The seventh Ministerial Forum on Development in Latin America and the Caribbean, held on 30-31 October 2014 in Mexico City, focused on Multidimensional Progress in the region. The event included ministers from more than 30 Latin American and Caribbean countries who had come together to discuss an agenda for social and economic development. The vice-presidents of Uruguay and the Dominican Republic were among the participants.

In the keynote addresses, OPHI’s Sabina Alkire illustrated how national multidimensional poverty measures can be used as tools for policies; Gonzalo Hernandez Licona from the Mexican National Council for Evaluation of Social Development Policy (CONEVAL) shared Mexico’s experience in using its multidimensional measure for policy; and Alicia Barcena from the Economic Commission for Latin America and the Caribbean (ECLAC) analysed the macroeconomic context and the need for policy innovation.

In a roundtable chaired by Enrique González Tiburcio of the Ministry of Social Development of the Government of Mexico (SEDESOL), ministers from Chile, Ecuador, Colombia and Venezuela shared their experiences in using multidimensional tools for policy, reporting back to the plenary.

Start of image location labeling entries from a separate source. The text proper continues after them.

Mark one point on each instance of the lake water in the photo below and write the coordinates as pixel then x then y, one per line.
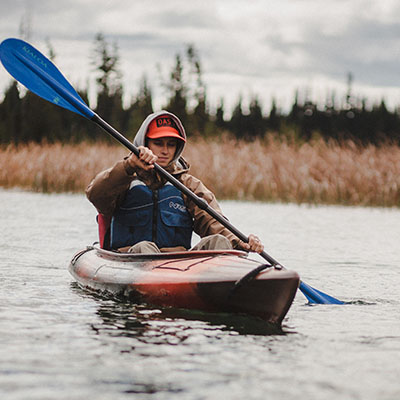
pixel 59 342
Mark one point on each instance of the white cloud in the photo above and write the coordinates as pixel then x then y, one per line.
pixel 264 48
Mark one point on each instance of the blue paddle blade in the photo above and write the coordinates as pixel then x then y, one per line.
pixel 314 296
pixel 35 71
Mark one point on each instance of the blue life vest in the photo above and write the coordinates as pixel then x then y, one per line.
pixel 158 216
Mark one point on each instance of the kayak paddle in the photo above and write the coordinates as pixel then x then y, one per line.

Substantive presentations were also made by senior dignitaries including:

• Helen Clark, United Nations Development Programme (UNDP)
• José Antonio Meade Kuribreña, Minister of Foreign Affairs, Mexico
• Rosario Robles, Ministry of Social Development of the Government of Mexico (SEDESOL)
• Gonzalo Robles, Spanish Cooperation
• Jessica Faieta, UNDP
• George Gray, UNDP

The Ministerial Forum is a meeting organised annually by the UNDP’s Regional Bureau for Latin America and the Caribbean, with support from the Spanish Agency for International Development Cooperation. The forum aims to enable decision-makers to share experiences of social policies and address challenges in the region. This year’s forum will feed into a regional UNDP Human Development Report profiling multidimensional metrics and their use to spur social and economic progress.

This is the first year that the Ministerial Forum has taken place in Mexico. It was hosted by SEDESOL, which has used Mexico’s multidimensional poverty measure proactively, for example in the Crusade Against Hunger.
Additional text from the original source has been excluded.